Whenever I give a speech (or get started on a rant) I explain the power of the New Media this way: Consuming news in the Old Media environment is a “lean back” experience while consuming news in the New Media environment is a “lean forward” experience. Think about the old days when your grandpa used to read the newspaper on the La-Z-Boy. His bifocals would be halfway down his nose, he’d stare at the same page for what seemed like hours and pretty soon you’d see the newspaper collapsing to his lap. And that’s when the snoring would begin.
Has anyone ever fallen asleep surfing blogs? I doubt it. That’s because news consumption in this modern era is no longer a passive activity. When we read blogs or New Media news portals like Townhall.com we are “leaning forward.” And increasingly, we are taking action on what we read.
There are two recent examples of this.
The first is "The Pledge" advocated strongly by Townhall.com’s own Hugh Hewitt. Hewitt and others asked conservative cyber activists to pledge the following:
If the United States Senate passes a resolution, non-binding or otherwise, that criticizes the commitment of additional troops to Iraq that General Petraeus has asked for and that the president has pledged, and if the Senate does so after the testimony of General Petraeus on January 23 that such a resolution will be an encouragement to the enemy, I will not contribute to any Republican senator who voted for the resolution. Further, if any Republican senator who votes for such a resolution is a candidate for re-election in 2008, I will not contribute to the National Republican Senatorial Committee unless the Chairman of that Committee, Senator Ensign, commits in writing that none of the funds of the NRSC will go to support the re-election of any senator supporting the non-binding resolution.
Almost 33,000 people signed “The Pledge” in short order.

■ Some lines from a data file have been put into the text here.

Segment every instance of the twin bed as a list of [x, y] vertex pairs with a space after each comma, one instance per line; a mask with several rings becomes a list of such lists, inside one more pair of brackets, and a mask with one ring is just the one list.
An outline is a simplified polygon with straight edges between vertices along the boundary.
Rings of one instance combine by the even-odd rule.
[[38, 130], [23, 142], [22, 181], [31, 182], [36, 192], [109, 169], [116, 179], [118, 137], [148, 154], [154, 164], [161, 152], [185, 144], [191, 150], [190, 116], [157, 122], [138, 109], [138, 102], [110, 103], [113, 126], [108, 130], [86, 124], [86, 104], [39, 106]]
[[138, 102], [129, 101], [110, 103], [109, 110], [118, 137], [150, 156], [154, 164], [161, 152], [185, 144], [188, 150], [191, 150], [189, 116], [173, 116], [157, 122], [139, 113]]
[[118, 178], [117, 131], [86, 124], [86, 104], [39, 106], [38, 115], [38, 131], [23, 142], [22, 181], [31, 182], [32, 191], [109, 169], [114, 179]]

There probably are no millionaire fat cats from K-Street on the list of pledge signers, so the NRSC would no doubt still have plenty of money to fund their campaigns. But depriving the GOP of financial resources was almost beside the point of this exercise (though 30,000 contributions at fifty bucks a pop yields a million-and-a-half dollars; not a shabby payday for doing the right thing). The real goal was symbolically to pull fence-sitting Republicans in the Senate toward supporting President Bush’s plan for victory in Iraq.